As IT World Canada’s Paolo Del Nibletto reported in Computer Dealer News, Turner said Microsoft isn’t ditching its phone unit entirely, but it is significantly dialing it back.
“Microsoft is not giving up on phone but we are resetting for profitability and growth,” Turner told the 12,000 channel partners in attendance.
That means focusing on only a few “killer” handsets that can carve out a niche in the crowded market rather than offering several phone hardware options, he said.
The move isn’t a big surprise given Microsoft’s tiny piece of the smartphone pie, said Sanjay Khanna, senior mobile phones analyst at IDC Canada.
“In Canada, Windows Phone isn’t a big player. Last year Windows Phones represented about 1.7 per cent of shipments of all mobile phones in Canada. So that’s not a huge division (of Microsoft),” Khanna said.
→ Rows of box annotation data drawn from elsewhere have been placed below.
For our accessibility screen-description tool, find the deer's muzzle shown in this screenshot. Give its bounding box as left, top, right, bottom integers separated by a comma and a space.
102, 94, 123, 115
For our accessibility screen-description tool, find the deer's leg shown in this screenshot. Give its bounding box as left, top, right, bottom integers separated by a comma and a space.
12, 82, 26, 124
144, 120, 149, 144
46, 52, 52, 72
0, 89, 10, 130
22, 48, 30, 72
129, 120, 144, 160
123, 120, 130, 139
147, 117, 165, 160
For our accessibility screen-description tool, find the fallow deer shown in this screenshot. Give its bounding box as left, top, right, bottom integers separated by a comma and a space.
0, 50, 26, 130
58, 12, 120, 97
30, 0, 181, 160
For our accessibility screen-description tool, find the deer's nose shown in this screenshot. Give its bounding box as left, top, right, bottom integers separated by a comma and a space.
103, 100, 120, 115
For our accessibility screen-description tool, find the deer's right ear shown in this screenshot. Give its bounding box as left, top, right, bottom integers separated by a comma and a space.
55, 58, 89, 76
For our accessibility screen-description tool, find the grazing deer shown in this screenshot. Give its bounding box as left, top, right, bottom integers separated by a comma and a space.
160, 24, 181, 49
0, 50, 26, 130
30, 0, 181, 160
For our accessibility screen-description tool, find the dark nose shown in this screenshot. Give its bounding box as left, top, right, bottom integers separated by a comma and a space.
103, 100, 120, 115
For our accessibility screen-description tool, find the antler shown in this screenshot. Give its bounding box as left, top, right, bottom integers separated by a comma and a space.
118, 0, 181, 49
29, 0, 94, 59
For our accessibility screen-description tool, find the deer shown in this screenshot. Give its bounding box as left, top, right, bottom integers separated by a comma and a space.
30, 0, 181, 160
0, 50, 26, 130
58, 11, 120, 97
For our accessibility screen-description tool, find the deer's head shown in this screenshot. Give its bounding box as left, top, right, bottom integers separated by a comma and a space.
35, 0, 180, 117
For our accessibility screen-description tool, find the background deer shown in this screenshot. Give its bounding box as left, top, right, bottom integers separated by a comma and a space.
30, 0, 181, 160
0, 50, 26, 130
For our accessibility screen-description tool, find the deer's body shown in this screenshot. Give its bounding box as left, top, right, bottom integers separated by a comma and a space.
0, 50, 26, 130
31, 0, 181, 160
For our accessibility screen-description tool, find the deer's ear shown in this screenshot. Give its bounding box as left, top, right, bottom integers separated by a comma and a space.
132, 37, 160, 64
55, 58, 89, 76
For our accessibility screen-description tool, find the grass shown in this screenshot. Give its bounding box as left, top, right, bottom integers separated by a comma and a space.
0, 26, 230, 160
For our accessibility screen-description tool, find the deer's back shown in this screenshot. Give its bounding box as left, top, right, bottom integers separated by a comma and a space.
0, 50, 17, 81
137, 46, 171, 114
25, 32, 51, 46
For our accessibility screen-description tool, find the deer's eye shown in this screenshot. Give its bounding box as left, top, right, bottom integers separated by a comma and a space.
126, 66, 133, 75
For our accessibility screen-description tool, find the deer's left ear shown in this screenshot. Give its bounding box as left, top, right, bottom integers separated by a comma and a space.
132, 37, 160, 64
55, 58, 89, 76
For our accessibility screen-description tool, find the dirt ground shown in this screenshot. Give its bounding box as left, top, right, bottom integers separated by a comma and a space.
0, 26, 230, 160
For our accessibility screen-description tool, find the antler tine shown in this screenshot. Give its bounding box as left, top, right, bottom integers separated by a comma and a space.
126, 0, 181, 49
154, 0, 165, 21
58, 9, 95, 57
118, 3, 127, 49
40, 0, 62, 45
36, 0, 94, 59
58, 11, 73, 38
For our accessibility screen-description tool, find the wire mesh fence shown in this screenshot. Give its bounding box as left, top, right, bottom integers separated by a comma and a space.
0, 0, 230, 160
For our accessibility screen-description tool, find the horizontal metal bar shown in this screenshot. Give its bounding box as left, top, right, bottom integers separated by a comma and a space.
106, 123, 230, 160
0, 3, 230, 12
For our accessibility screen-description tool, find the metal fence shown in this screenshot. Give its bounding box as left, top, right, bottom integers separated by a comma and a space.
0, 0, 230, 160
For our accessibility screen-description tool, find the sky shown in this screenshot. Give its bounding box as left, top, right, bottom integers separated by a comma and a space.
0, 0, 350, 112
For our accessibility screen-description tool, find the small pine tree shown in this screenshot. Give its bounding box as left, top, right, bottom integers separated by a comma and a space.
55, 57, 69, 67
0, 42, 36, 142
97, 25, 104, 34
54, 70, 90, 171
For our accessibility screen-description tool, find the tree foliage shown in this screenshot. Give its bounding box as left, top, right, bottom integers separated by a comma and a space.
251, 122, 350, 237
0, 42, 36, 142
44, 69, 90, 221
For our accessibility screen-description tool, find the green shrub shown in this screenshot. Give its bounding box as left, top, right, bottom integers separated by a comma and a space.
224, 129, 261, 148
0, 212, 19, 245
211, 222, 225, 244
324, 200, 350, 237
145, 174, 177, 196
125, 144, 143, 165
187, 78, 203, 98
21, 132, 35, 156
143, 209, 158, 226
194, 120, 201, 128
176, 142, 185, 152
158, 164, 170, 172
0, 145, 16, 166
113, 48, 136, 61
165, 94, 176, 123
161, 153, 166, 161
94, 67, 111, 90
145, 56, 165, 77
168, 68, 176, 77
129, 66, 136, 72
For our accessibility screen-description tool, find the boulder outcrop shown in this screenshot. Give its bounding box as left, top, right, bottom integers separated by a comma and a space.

IDC data shows that consumer handsets represented 95 per cent of all Windows Phone units shipped in Canada during 2014 while the remaining five per cent were commercial units, Khanna said.
Turner didn’t go into more specific details about the future of Microsoft’s own Windows Phone or its Lumia phones line, which Microsoft purchased when it acquired Nokia for $7 billion last year. But Microsoft gave some strong hints last week, announcing a $7.6 billion writedown on the Nokia deal and up to 7,800 job cuts, mostly in its phone operations.
“I frankly haven’t heard a lot about the strategy for Lumia,” Khanna said. “But one can certainly make a case that, given the decline in resources overall that they’re going to have, Microsoft won’t want a very extensive (Lumia) portfolio … not as extensive as they have today.”
Khanna said there’s also been speculation that Microsoft will introduce a brand new smartphone blending features from the Surface tablet into a handset format in order to “showcase what would be possible on a Windows operating system.”
So what should Canadian users of Windows and Lumia phones do at this uncertain stage? Some will likely wait and see if that rumoured new Microsoft device makes its debut, Khanna said. For those who want to move on to an Android, BlackBerry or iOS phone, he laid out the factors they should carefully consider.
“I think it depends on what the longer term needs of that user are, how much data they have on their device and how they feel about the other operating systems they’re on (with their other devices). I certainly think that if I were a consumer, I would want to make sure I was having the user experience I wanted to have and had the support that I needed,” Khanna said.
Other thinking points he listed include price, form factor, app use and interoperability with workplace devices. Notably, there were only about 527,000 apps in the Windows App store (340,000 of them for Windows Phone) as of last September. As of May 2015 there were 1.5 million Android apps and 1.4 million iOS apps.
One Canadian Microsoft channel partner came away from Orlando feeling relieved that the company is finally stating the obvious.
“I think Microsoft has recognized, ‘Hey, we can’t buy our way to success with this (phone) program.’ So they’re trying to downsize it,” said Ralph Loewen, president of Itergy, a Montreal-based firm that provides Microsoft cloud, hosting and data centre services.
“As a business person, I say that makes sense,” said Loewen.
He welcomes Microsoft’s acknowledgement that “they’re not going to dominate this space on the hardware side.” For him, the new push to get Microsoft software onto Android and iOS devices is a more realistic strategy with higher growth potential.
“It used to be at WPC that they would only talk about Windows Phone and you’d never see an iPhone, for example. But in the (Orlando) keynote sessions they were doing demos using iPhones with Windows on them. That was a refreshing change for me as a partner,” Loewen said.
“When you’re a partner, you don’t like to see organizations get obsessed with something that doesn’t drive value,” he added. “Invest in areas where you’re successful.”